Initially, Williams studied classical piano at the Peabody Conservatory. Youthful exposures with the classical repertoire led her to Rachmaninov; she took his famous Prelude in C minor to her piano teacher, who chastised her for altering a section. But he saw her potential: the next week, he introduced her to Dave Brubeck to play. She learned his Take Five within a week.

Jazz World Disillusionment

Subsequently, Brubeck refer to Williams "among the finest pianists I have ever heard," and McCoy Tyner was just as awed. Williams’ 2004 Grammy-nominated album Live at Yoshi’s, Vol 1, exhibits her deep absorption in jazz history, plus her signature clever pianistic wit. Yet, despite her dedicated efforts to learn about the genre – first, to the hipper sounds of Coltrane, Miles and Dolphy, before working her way back to Monk and Garner to Fats Waller and James P Johnson – she soon grew disillusioned with the jazz world.

Upon relocating from Philadelphia to San Francisco, Williams encountered the great Mary Lou Williams. Buoyed up by the elder pianist's advice ("Don’t ever let anyone stop you"), she became a strident, public critic of her scene: of the meagre pay, the jazz "boys’ club," the "typical jazz socializing" – namely smoking and drinking as the key way of getting gigs – and of a profit-driven sector benefiting from the efforts of financially strained musicians.

"I am continually disappointed at the nature of the ‘jazz world’ and its incapacity to organise, communicate and stand up for a set, any set, of core values," she penned in the sleeve text to her 2008 release Deep Monk. In the same vein, the writing on her blog was broad in scope, honest, openly political and feminist, though she rarely discussed her experiences as a trans woman. A writer pointed out: "To add to the sexism … that chased her from her preferred musical arena for a period, imagine what kind of terrible treatment she must have endured as a trans woman in the jazz scene of the early 80s."

The Path to Self-Sufficiency

Her professional path evolved into self-sufficiency.

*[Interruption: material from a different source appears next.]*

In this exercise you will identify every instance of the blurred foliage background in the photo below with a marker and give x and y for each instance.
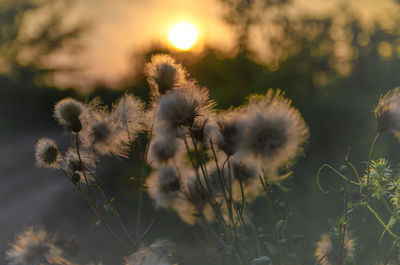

Subsequent to a stint in the active Bay Area scene, she relocated to smaller cities such as Sacramento and Santa Cruz, making a home in Portland in 1991, and later going to a more remote location, to Yakima, Washington State, in the 2010s. Williams understood from the beginning the immense possibilities of the internet

Anne Thomas
Anne Thomas

A seasoned gambling analyst with over a decade of experience in online casinos and sports betting strategies.